Juan Carlos Fierro, conseiller financier, États-Unis

"Un objectif pour ta lutte: que le saint Sacrifice de l'Autel devienne le centre et la racine de ta vie intérieure ; toute ta journée rendra ainsi un culte à Dieu, sera une prolongation de la Messe que tu as entendue et une préparation de la suivante; et ce culte qui se manifestera par des oraisons jaculatoires, par des visites au Saint-Sacrement, par l'offrande de ton travail professionnel et de ta vie de famille."

Cet enseignement de saint Josémaria sur la Sainte Messe a changé ma façon de travailler. J’ai découvert, dans les écrits du fondateur de l’Opus Dei, que la Messe est le centre et la racine de notre existence et me suis efforcé de l’appliquer à ma vie. Le message de ce point 69 de Forge peut expliquer pourquoi mon travail a subi de sérieux changements.

Il faut que je vous dise que je suis conseiller financier, un courtier familièrement parlant. Je travaille pour une société d’investissements connue à Washington D.C et m’occupe de conseiller mes clients, dispersés un peu partout dans le monde, sur les occasions d’investissement, compte tenu de leurs souhaits et de leurs besoins. C’est un travail stressant où il faut être compétitif, très dépendant de la situation ponctuelle du marché. Pour percer dans ce milieu il faut être le premier au courant de tout et interpréter les nouvelles « avant tout le monde ». Je sais que ma journée démarre vers 8h du matin, mais je ne peux pas toujours prévoir l’heure à laquelle elle prendra fin.

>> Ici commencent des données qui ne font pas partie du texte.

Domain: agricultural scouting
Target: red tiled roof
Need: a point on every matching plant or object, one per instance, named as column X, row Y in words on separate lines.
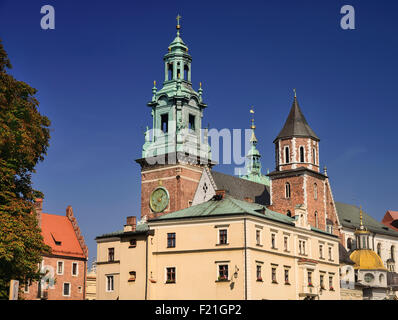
column 59, row 234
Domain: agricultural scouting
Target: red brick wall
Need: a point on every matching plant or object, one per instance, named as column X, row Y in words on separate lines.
column 180, row 181
column 56, row 293
column 279, row 202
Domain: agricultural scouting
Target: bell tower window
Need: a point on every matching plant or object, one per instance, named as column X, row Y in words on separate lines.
column 287, row 155
column 191, row 122
column 164, row 124
column 301, row 154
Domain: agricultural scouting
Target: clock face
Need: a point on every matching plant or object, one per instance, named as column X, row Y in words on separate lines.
column 159, row 199
column 369, row 277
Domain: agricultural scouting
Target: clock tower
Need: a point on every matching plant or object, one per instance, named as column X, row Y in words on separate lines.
column 176, row 148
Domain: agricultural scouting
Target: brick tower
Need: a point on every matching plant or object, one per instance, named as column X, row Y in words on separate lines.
column 176, row 149
column 297, row 180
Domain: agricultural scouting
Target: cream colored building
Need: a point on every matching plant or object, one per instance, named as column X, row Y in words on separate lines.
column 186, row 255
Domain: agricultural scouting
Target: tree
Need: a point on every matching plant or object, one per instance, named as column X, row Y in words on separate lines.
column 24, row 139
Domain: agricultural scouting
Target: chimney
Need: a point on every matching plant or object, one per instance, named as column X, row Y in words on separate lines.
column 131, row 224
column 220, row 194
column 39, row 209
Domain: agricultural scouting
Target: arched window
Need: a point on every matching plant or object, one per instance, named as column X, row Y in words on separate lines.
column 313, row 155
column 379, row 249
column 186, row 69
column 315, row 191
column 349, row 243
column 287, row 155
column 301, row 154
column 287, row 190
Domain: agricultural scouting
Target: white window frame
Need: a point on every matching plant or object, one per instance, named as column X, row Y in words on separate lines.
column 63, row 267
column 107, row 289
column 63, row 289
column 77, row 269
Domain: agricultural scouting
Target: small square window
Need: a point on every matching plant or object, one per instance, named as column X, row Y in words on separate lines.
column 223, row 236
column 171, row 275
column 66, row 291
column 223, row 272
column 171, row 240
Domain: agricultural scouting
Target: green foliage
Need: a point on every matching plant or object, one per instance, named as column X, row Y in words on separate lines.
column 24, row 139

Les écrits de saint Josémaria m’ont d’abord encouragé à me former et à vivre des pratiques traditionnelles de piété chrétienne qui m’aident à penser à Dieu, qui me renvoient souvent à Lui.

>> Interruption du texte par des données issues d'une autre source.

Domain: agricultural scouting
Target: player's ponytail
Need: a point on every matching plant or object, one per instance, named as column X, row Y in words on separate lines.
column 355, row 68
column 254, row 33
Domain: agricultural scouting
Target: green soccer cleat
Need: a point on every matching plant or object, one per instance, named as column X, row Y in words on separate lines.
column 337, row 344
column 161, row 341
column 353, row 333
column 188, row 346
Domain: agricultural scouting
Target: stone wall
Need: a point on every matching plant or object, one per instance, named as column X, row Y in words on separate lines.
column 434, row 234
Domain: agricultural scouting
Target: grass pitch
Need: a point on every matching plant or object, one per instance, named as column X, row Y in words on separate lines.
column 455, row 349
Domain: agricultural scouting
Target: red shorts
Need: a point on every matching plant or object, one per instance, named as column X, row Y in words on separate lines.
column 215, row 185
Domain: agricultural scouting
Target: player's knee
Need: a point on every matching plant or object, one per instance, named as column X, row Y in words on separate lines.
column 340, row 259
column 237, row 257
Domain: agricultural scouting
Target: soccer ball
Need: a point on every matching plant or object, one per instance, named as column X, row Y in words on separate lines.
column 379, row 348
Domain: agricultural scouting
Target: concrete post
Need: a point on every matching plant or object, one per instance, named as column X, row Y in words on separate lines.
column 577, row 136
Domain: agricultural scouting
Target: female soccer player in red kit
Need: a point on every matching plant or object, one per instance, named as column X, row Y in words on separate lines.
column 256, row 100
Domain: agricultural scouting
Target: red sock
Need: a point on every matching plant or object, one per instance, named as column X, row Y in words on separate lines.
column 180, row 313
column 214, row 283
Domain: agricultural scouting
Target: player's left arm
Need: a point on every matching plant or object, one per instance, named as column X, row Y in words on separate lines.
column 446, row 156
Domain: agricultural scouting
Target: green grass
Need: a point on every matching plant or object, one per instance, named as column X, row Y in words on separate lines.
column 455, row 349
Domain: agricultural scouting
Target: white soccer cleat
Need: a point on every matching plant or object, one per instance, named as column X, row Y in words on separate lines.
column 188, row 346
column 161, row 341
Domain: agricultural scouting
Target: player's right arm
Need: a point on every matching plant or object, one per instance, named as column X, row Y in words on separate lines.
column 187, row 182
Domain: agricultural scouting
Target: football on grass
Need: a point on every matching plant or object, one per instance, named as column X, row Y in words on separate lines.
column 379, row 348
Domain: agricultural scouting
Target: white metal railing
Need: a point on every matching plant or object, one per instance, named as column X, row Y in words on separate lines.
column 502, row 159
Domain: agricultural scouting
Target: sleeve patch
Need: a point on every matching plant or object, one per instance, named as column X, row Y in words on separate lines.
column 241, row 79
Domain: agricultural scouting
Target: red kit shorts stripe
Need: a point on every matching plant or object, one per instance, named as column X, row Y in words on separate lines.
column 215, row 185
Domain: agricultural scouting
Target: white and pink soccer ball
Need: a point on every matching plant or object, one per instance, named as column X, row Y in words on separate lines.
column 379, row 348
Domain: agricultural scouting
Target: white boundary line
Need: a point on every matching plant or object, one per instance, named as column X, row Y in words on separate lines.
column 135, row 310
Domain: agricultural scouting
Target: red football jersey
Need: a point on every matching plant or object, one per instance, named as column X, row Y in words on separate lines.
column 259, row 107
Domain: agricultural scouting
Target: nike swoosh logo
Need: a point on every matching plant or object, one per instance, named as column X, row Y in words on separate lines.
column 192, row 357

Cela m’a conduit, évidemment, à voir mon travail autrement. Mais c’est surtout lorsque j’ai compris l’importance que mgr Escriva de Balaguer accordait à la Sainte Messe que mon travail a pris une autre « dimension ». Bien sûr, le fait de « découvrir » que la Sainte Messe était le centre et la racine de ma journée m’a poussé à l’incorporer quotidiennement à mon horaire de travail. Mais la dimension à laquelle je fais allusion va au-delà d’une simple question de fréquence, ou d’assistance régulière.

Saint Josémaria, dans le point de Forge que j’ai cité, parle de la Messe comme du centre et de la racine de la vie intérieure et de la journée comme d’un acte de culte. J’ai voulu approfondir et concrétiser le message de ces deux affirmations et j’ai été amené à réfléchir d’abord sur l’unité Messe-travail et puis, travail-Messe.

J’aimerais ainsi parler de cette double dimension. La Messe est unie au travail. Lorsque je vais à la Messe, je sais pertinemment qu’il n’est pas question d’y assister sans plus, d’y être simplement présent. C’est un temps très court et, comme dans mon métier, le « temps c’est de l’argent », je suis conscient qu’il me faut profiter au maximum de ces quelques minutes. Pendant la Messe, j’offre à Dieu mon travail, ma famille, mes clients. Je tâche de louer Dieu et lui demande tout ce qu’il me faut, à la Communion surtout. Je demande aussi bien le succès de mes opérations que des lumières, de l’aide, pour les démarches et les décisions de la journée, je prie pour les personnes qui m’ont fait confiance. Je rends grâces… pour tant de choses et je remets entre les mains de Dieu tant de soucis et d’incertitudes. Tout semble s’apaiser en cette demi-heure. Je pense alors que je suis devant le « moteur » qui va, par la suite, donner un sens à tout mon stress, qui va m’aider à garder la sérénité et la paix face aux imprévus et aux difficultés.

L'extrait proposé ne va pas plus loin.